Apple Music Faces Antitrust Scrutiny New York and Connecticut are investigating Apple's negotiations with music companies to look for signs of potential violations.
By Reuters
This story originally appeared on Reuters
The attorneys general of New York and Connecticut are investigating Apple Inc's negotiations with music companies to look for signs of potential antitrust violations.
The attorneys general want to know whether music labels colluded or were pressured into favoring Apple's paid music subscription service, which was released on Monday.
Apple launched Apple Music on Monday, a $9.99-a-month streaming music service that will likely alter the dynamics of how consumers listen to music as the music industry grapples with declines in downloaded songs and tries to figure out new ways to get people to pay for music.
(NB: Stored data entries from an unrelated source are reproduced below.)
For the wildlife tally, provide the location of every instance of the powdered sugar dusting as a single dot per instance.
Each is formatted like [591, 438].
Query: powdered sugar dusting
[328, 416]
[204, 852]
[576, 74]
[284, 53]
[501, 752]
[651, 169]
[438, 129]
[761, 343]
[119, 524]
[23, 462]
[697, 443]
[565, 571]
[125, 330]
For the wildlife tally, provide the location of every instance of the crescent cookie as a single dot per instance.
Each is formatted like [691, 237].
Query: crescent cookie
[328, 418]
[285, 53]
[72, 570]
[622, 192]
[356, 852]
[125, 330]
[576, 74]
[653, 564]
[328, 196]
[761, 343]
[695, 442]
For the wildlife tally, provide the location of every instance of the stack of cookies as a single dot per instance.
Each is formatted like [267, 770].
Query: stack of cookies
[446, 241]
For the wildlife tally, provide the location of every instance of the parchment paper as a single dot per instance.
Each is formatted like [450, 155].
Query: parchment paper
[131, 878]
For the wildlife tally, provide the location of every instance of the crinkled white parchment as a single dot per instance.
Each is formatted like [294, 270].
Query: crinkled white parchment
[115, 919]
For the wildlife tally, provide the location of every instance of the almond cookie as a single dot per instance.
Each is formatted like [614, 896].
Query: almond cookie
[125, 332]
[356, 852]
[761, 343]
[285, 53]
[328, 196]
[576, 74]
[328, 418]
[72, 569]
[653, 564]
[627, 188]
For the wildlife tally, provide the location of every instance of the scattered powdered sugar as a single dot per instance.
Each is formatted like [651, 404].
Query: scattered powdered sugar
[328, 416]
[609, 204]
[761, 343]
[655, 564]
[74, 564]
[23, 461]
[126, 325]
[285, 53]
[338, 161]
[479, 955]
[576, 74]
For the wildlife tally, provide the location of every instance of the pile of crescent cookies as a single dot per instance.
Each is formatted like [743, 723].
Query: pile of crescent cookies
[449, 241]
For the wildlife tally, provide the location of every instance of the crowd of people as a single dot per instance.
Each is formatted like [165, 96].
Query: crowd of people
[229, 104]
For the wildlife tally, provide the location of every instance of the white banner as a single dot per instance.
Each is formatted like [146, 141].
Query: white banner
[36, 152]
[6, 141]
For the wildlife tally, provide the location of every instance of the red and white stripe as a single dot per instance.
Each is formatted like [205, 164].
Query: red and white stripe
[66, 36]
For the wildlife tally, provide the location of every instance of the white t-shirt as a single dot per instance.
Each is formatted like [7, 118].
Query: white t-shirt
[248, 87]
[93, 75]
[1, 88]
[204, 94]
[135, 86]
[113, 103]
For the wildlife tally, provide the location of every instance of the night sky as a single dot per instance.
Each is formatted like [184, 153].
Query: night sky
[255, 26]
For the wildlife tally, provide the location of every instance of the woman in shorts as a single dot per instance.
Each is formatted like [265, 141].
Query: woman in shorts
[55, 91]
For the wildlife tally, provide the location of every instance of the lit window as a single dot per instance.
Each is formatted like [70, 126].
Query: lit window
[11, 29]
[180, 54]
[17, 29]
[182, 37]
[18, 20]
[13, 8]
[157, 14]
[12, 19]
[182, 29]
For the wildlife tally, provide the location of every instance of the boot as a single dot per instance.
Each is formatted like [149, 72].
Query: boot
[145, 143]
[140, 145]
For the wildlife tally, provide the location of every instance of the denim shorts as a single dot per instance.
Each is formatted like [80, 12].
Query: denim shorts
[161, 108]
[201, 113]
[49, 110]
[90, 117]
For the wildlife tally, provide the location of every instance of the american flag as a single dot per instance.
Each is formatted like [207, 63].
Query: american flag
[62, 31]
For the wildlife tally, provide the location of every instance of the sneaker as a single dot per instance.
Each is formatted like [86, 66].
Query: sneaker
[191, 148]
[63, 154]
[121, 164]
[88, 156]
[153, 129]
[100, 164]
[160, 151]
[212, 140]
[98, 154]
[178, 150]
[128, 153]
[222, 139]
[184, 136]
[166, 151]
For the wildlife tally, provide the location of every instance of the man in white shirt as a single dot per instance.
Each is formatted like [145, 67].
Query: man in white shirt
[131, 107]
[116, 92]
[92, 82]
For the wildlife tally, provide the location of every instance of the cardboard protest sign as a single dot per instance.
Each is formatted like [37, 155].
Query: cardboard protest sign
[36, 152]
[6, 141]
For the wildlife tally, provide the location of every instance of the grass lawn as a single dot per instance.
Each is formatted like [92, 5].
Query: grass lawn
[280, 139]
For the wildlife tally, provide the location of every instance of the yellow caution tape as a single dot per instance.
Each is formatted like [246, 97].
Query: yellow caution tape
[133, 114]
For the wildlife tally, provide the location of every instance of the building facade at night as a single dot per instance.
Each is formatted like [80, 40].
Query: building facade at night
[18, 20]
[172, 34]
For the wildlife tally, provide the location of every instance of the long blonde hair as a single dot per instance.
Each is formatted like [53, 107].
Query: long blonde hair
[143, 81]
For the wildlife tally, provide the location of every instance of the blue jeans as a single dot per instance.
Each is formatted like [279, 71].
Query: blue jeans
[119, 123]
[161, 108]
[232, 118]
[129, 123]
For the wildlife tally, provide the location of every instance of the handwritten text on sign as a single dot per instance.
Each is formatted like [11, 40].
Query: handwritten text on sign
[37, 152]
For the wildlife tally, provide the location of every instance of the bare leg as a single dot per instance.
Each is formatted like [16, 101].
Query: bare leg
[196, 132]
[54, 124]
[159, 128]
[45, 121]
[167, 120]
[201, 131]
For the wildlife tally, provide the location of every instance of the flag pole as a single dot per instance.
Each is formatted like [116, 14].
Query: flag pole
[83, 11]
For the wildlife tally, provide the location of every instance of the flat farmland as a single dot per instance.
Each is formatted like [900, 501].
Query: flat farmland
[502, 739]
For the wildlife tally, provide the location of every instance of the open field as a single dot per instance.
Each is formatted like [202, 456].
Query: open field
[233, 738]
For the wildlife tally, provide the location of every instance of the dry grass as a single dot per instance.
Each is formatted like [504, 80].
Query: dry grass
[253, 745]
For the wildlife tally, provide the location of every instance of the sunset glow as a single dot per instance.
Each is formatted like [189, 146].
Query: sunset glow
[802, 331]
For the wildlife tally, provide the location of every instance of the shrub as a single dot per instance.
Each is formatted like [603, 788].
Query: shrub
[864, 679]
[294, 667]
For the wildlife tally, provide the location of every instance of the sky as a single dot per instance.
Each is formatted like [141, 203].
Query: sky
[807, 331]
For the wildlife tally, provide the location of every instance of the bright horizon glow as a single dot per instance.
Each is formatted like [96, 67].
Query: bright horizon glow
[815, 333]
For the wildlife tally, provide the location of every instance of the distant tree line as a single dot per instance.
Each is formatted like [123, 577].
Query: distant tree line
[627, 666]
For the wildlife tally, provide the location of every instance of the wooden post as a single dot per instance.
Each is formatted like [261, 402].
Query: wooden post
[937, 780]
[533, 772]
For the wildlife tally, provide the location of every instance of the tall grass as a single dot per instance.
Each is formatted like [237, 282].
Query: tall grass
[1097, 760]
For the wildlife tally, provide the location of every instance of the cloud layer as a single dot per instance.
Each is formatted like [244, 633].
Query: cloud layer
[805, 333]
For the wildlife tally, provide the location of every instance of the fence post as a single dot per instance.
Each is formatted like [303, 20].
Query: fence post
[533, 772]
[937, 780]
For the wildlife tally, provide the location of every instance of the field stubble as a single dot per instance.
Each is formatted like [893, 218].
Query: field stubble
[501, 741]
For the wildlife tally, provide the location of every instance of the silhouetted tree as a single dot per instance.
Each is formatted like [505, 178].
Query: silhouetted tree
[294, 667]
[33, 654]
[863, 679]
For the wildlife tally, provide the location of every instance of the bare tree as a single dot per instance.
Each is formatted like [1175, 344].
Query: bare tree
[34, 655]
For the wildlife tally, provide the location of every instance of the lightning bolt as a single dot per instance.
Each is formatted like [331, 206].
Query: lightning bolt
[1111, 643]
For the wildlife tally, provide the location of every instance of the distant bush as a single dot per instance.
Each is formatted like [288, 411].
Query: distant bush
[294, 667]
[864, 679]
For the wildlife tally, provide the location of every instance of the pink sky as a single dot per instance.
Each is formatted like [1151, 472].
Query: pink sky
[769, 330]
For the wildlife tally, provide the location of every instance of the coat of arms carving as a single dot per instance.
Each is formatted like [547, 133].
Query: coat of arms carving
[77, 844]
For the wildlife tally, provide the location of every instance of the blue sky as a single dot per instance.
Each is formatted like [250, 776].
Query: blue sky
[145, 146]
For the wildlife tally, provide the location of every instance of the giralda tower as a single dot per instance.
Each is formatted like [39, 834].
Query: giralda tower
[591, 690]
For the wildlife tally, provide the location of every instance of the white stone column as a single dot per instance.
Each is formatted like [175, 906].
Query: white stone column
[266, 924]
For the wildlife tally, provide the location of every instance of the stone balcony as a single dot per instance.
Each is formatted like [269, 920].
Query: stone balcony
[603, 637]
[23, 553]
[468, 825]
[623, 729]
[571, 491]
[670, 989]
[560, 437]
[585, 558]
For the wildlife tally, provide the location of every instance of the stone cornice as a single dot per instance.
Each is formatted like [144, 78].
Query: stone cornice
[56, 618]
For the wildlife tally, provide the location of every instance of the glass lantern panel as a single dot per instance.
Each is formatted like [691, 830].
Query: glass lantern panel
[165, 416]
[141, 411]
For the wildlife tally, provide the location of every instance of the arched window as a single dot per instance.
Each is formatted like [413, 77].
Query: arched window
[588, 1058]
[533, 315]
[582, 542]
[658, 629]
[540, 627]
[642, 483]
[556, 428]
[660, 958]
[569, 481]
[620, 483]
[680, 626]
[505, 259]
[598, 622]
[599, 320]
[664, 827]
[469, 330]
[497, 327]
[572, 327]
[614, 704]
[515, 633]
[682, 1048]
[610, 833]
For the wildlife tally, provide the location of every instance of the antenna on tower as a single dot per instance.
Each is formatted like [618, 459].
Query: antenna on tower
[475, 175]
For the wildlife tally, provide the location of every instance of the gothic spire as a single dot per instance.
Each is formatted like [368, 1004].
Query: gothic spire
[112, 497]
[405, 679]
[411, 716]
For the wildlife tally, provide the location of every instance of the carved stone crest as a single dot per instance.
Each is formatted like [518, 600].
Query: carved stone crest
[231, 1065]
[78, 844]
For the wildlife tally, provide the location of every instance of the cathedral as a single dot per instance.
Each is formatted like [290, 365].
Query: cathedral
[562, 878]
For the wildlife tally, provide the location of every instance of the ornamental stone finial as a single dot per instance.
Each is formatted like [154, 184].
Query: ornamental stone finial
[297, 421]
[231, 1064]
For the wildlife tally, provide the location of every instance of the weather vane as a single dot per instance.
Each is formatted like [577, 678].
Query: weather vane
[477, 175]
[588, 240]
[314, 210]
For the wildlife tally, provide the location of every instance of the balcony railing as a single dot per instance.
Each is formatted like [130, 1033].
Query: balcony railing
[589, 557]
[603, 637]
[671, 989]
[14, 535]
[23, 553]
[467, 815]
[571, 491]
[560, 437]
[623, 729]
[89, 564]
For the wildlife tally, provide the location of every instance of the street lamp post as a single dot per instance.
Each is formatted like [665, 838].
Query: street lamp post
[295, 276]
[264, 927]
In a letter to the New York Attorney General, Universal Music Group said it had no agreements with Apple or music companies like Sony Music and Warner Music that would impede the availability of free or ad-supported services, or prevent it from licensing its recorded music to any music streaming service.
Universal Music also said it offers limited exclusive content to some music streaming services where such exclusivity is not part of an agreement to restrain competition.
"This letter is part of an investigation of the music streaming business, an industry in which competition has recently led to new and different ways for consumers to listen to music," said Matt Mittenthal, a spokesman for the New York attorney-general, Eric Schneiderman.
"To preserve these benefits, it's important to ensure that the market continues to develop free from collusion and other anticompetitive practices."
An Apple spokesman declined to comment on the investigation. Reuters could not immediately reach Connecticut Attorney General George Jepsen for comment outside regular U.S. business hours.
The investigation was earlier reported by the New York Times.